Using PySpark and Pandas UDFs to train many scikit-learn models distributedly

Say you find yourself in the peculiar situation where you need to train a whole bunch of scikit-learn models over different groups from a large amount of data. And say you want to leverage Spark to distribute the process to do it all in a scalable fashion.

Recently I ran into such a use case and found that by using pandas_udf – a PySpark user defined function (UDF) made available through PyArrow – this can be done in a pretty straight-forward fashion. Pandas UDFs allow you to write a UDF that is just like a regular Spark UDF that operates over some grouped or windowed data, except it takes in data as a pandas DataFrame and returns back a pandas DataFrame. We just need to define the schema for the pandas DataFrame returned.

So the first thing we want to do is define this schema. Assume we have some group_id that we can use to group our data into those portions that will be used to train each model. We’ll return a model with that group_id and since it might good info to have later let’s also return the number of instances within that group that the model was trained with, call it num_instances_trained_with. To store all the trained models we will use the python pickle library to dump the model to a string which we can later load back, call it model_str.

from pyspark.sql.types import *

# define schema for what the pandas udf will return
schema = StructType([
StructField('group_id', IntegerType()),
StructField('num_instances_trained_with', IntegerType()),
StructField('model_str', StringType())
])


To define a pandas UDF we need to use the pandas_udf decorator, and since we will take in a pandas DataFrame and return the same we need to define the function as a PandasUDFType.GROUPED_MAP (as opposed to Scalar UDF which would take just a pandas Series). Within the UDF we can then train a scikit-learn model using using the data in the pandas DataFrame as we would in a regular python application:

import pickle
import pandas as pd
from sklearn.ensemble import RandomForestRegressor
from pyspark.sql.functions import pandas_udf
from pyspark.sql.functions import PandasUDFType

@pandas_udf(schema, functionType=PandasUDFType.GROUPED_MAP)
def train_model(df_pandas):
'''
Trains a RandomForestRegressor model on training instances
in df_pandas.

Assumes: df_pandas has the columns:
                 ['my_feature_1', 'my_feature_2', 'my_label']

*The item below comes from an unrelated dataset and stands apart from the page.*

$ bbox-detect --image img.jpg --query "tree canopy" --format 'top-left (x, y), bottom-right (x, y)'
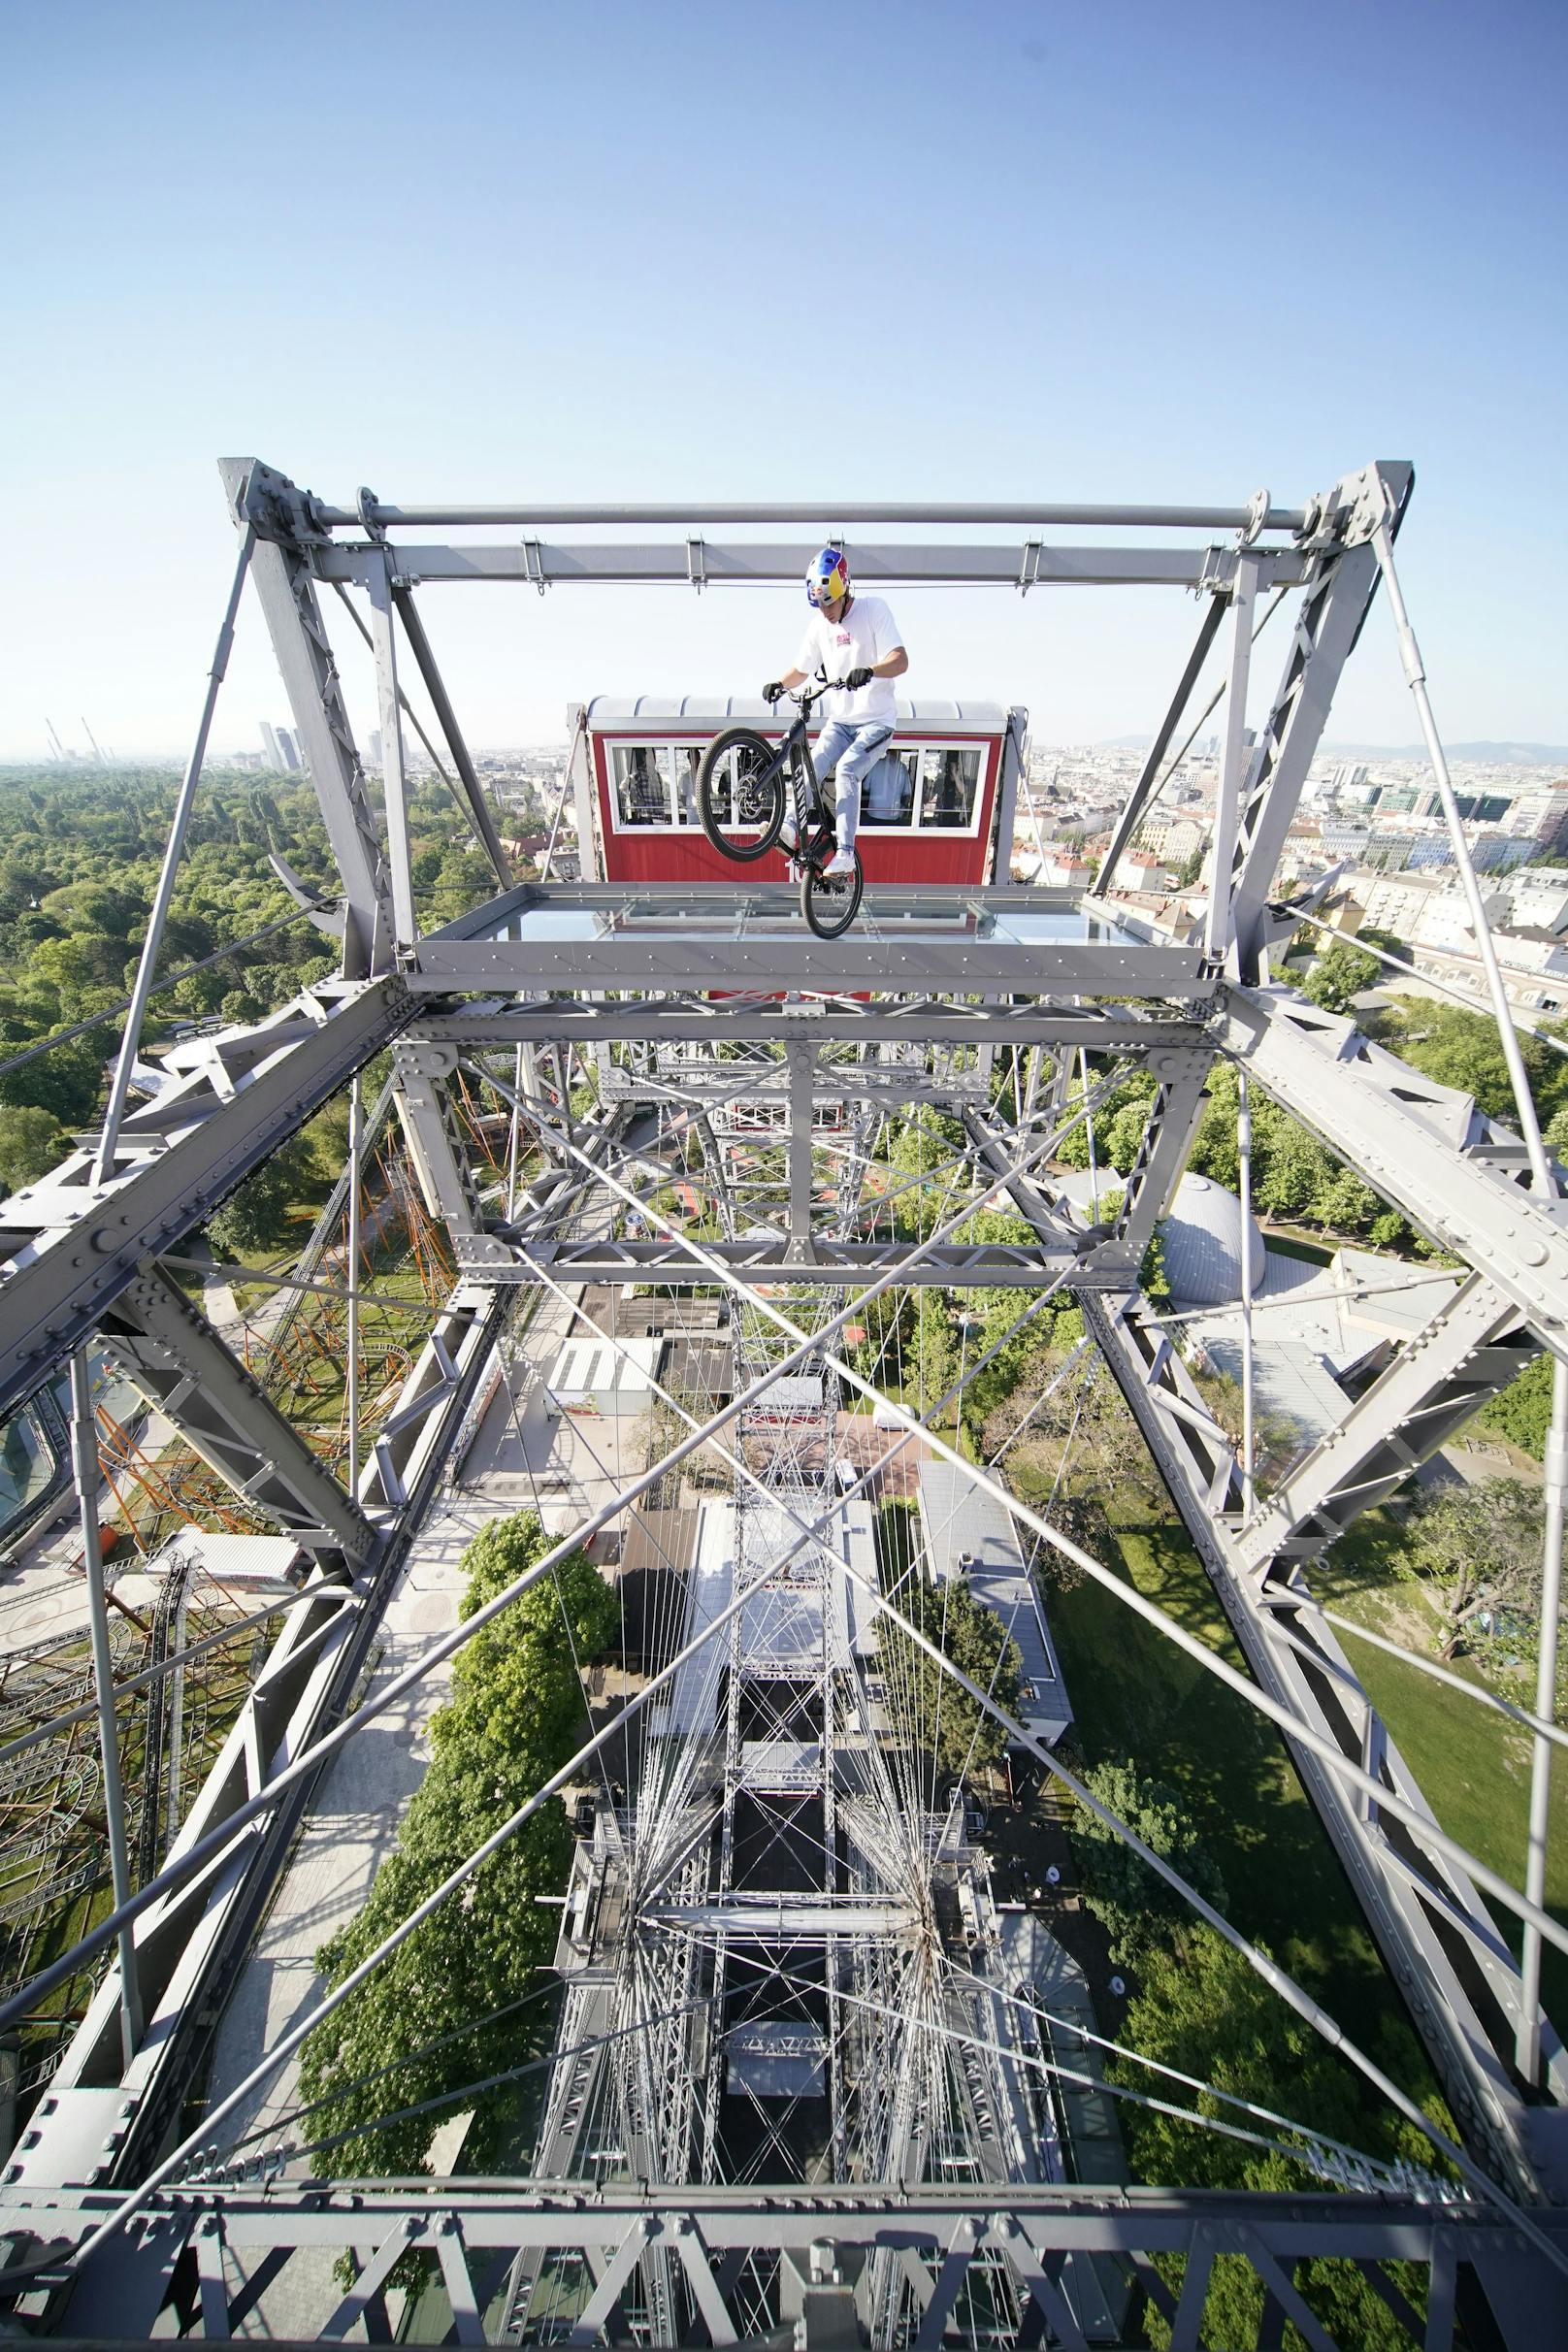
top-left (297, 1514), bottom-right (617, 2176)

Returns: a single row pandas DataFrame with columns:
               ['group_id', 'num_instances_trained_with', 'model_str']
'''

# get the value of this group id
group_id = df_pandas['group_id'].iloc[0]

# get the number of training instances for this group
num_instances = df_pandas.shape[0]

# get features and label for all training instances in this group
feature_columns = ['my_feature_1', 'my_feature_2']
label = 'my_label';
X = df_pandas[feature_columns]
Y = df_pandas[label]

# train this model
model = RandomForestRegressor()
model.fit(X,Y)

# get a string representation of our trained model to store
model_str = pickle.dumps(model)

# build the DataFrame to return
df_to_return = pd.DataFrame([group_id, num_instances, model_str],
columns = ['group_id', 'num_instances_trained_with', 'model_str'])

return df_to_return


There we go now, assuming we have a PySpark DataFrame (df) with our features and labels and a group_id,  we can apply this pandas UDF to all groups of our data and get back a PySpark DataFrame with a model trained (stored as a pickle dumped string) on the data for each group:

df_trained_models = df.groupBy('group_id').apply(train_model)


Note that the models will all be trained on a single Spark executor so some caution may be necessary to not blow up the executor memory if the data within each group is too large for a single executor to hold and do the model training in memory.